Oil prices steadied on Wednesday after rising in the previous session on expectations that fuel demand will continue to strengthen as the U.S. Federal Reserve is likely to raise interest rates more slowly than expected.
Brent and U.S. crude oil futures are trading at their highest since the highly contagious Omicron COVID-19 variant emerged in late November has not impacted fuel demand the way previous variants did.
U.S. West Texas Intermediate (WTI) crude futures rose 16 cents, or 0.2%, to $81.38 a barrel at 0731 GMT, adding to a 3.8% jump in the previous session.
Brent crude futures were up 2 cents at $83.74 a barrel, after jumping 3.5% in the previous session.
Federal Reserve Chairman Jerome Powell said on Tuesday the economy of the United States, the world’s biggest oil consumer, should weather the current COVID-19 surge with only “short-lived” impacts and was ready for the start of tighter monetary policy.
“While Powell reassured the Fed will bring down rising inflation, which strengthened the rate hike outlooks in March, he also said the Fed is capable of leaving strong economic growth intact. That may lift the demand of growth-sensitive crude oil,” said Leona Liu, analyst at Singapore-based DailyFX.
Data from the American Petroleum Institute (API) industry group, however, painted a weaker picture on fuel demand, with a smaller decline in crude stockpiles than expected and bigger builds than expected in gasoline and distillate inventories.
Crude stocks fell by 1.1 million barrels for the week ended Jan. 7, according to market sources citing API figures. That was less than the 1.9 million barrel draw that 10 analysts polled by Reuters had expected.

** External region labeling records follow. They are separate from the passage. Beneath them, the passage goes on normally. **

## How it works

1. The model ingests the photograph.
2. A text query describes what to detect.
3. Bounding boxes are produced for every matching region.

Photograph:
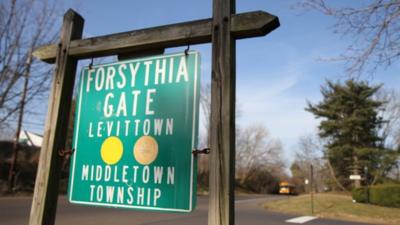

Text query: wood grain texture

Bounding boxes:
[29,10,84,225]
[33,11,279,63]
[208,0,236,225]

However, supporting the market was the U.S. Energy Information Administration’s upgraded oil demand outlook released on Tuesday, seeing total U.S. demand rising by 840,000 barrels per day (bpd) in 2022 from last year, up from a previous forecast for an increase of 700,000 bpd.
“The way (Omicron) cases are rising, it does not look the situation may get better soon. However, it fails to impact financial markets and oil much as countries are not likely to resort to severe lockdowns,” said Madhavi Mehta, commodity research analyst at Kotak Securities.
“We are better prepared with health infrastructure as well as vaccines, so it is seen as a minor hiccup but not a major challenge.”